«У нас нет такой студентки», – сказали в институте.

«Здесь такая не жила», – произнесла предполагаемая соседка. Кай ждал, не желая верить. Но ничего: ни весточки, ни объяснения.

* * *

Лил дождь, вторя настроению дракона. Тяжёлые тучи затянули небо над серыми стремящимися ввысь домами. Кай брёл по освещённой улице к дому и не мог сосредоточиться ни на чём. В учёбе появились проблемы, а в голове – вопросы, не имеющие ответа. Поиски Леа ни к чему не привели. Он не мог поделиться этим ни с кем, даже с другом. Прошла декада с тех пор, как Кай не принимал интру. Яркая и полная красок одержимость Леа сменилась депрессией и апатией. Кай будто знал тайну, которую не хотел знать.

Пасмурный вечер, похоже, никого не пугал, на улице было много прохожих. Двое спросили у Кая: “Всё ли хорошо?”

Выражение его лица привлекало внимание.

Кай подумал, что наконец-то понял истинную пользу интры. Она избавляет от боли: душевной муки, которой он раньше не знал. Сначала чувства окрыляли, а теперь приносили лишь боль.

* * *

В квартире было тихо, прихожая встретила темнотой, но на кухне горел яркий свет. Кай заметил у входа небрежно брошенные ботинки Гера. Это было нетипично. Гер всегда создавал много шума, а тут тишина. Кай разулся, прошёл в комнату. Гер сидел за кухонным столом, выражение его лица сразу напугало Кая. На столе стояла банка, та самая, в которой Кай прятал неиспользованную интру. Повисло напряжённое молчание. Кай словно в замедленной съёмке посмотрел на Гера, потом в окно, где последние лучи света сменялись тёмно-лиловыми густыми сумерками. Он не хотел объясниться, не знал, что сказать, как описать происходящее с ним.

– Что это? – произнёс Гер с интонацией, которую Кай не ожидал услышать. Резкие ноты в голосе призваны были демонстрировать злость, но выдавали страх.

– Ммм… – выдавил Кай.

Он сразу подумал, что, если Гер кому-то сообщил, всему конец.

– Тебя выгонят с учёбы, – словно читал мысли друг.

– Пожаловался в комитет?

– Нет. – Гер порывисто встал, подошёл к окну, отодвинул створку, впуская влажный воздух. – Ты ведёшь себя странно. Теперь это. Сколько ты не принимаешь?

– Декаду примерно.

Кай хотел бы найти слова, успокоить друга, объяснить. Но вместо этого просто стоял. Он сделал шаг, попытался рассказать.

– Не говори. Что бы там ни было, просто прекрати, – оборвал его Гер, – в следующий раз я доложу.

Гер поступил так, потому что он друг. Вероятно, другой не стал бы ждать. Если Кай вдруг заинтересует комитет, Геру тоже будет не сладко. Они не только соседи, но и друзья.

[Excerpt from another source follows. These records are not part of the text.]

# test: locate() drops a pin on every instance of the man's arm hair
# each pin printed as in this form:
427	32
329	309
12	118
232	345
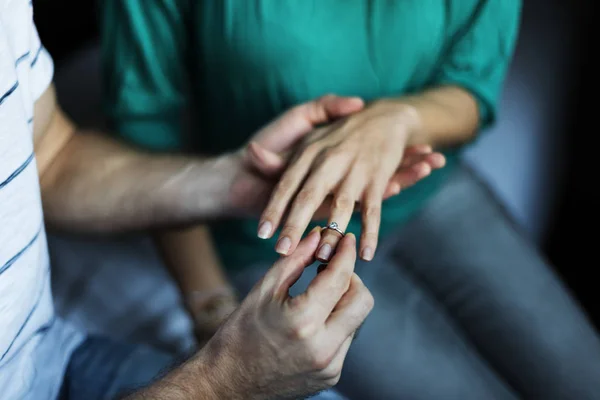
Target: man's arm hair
91	182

Гер подвинул банку к Каю, давая понять, что нужно сделать. Кай медлил. Он хотел избавится от боли, вернуться назад, не чувствовать и не знать того, что на него свалилось. Но возникла мимолётная мысль, будто вместе с болью он потеряет свободу. Кай вспомнил нежные руки, что обнимали, поцелуи, разговоры, улыбку Леа, её дыханье на своей щеке.

«Жестоко: привязать к себе и бросить, – думал Кай, – научить чувствовать и уйти».

Гер смотрел пристально, ждал.

Кай взял банку, сорвал крышку, достал прозрачную голубоватую пилюлю и, словно в первый раз, проглотил. Гер подошёл и тоже взял из банки интру. Оба долго молчали.

– Остальное нужно уничтожить, – нарушил молчание Гер.

Кай виновато кивнул.

* * *

Через пару дней всё пошло по-прежнему, только чувство одиночества время от времени мучило Кая. Он заглушал его интрой. Кай часто вспоминал Леа, но теперь его чувства словно покрылись плёнкой, не пропускающей свет. Иногда он думал о ней со злостью и обидой, иногда с теплотой и неясной тоской. Дни сменяли друг друга, превращаясь в декады. Кай ходил на учёбу, на праздники и вечеринки. Он делал всё автоматически, будто робот. Но иногда искал в прохожих Леа, и тогда тоска пыталась пробраться в его сердце.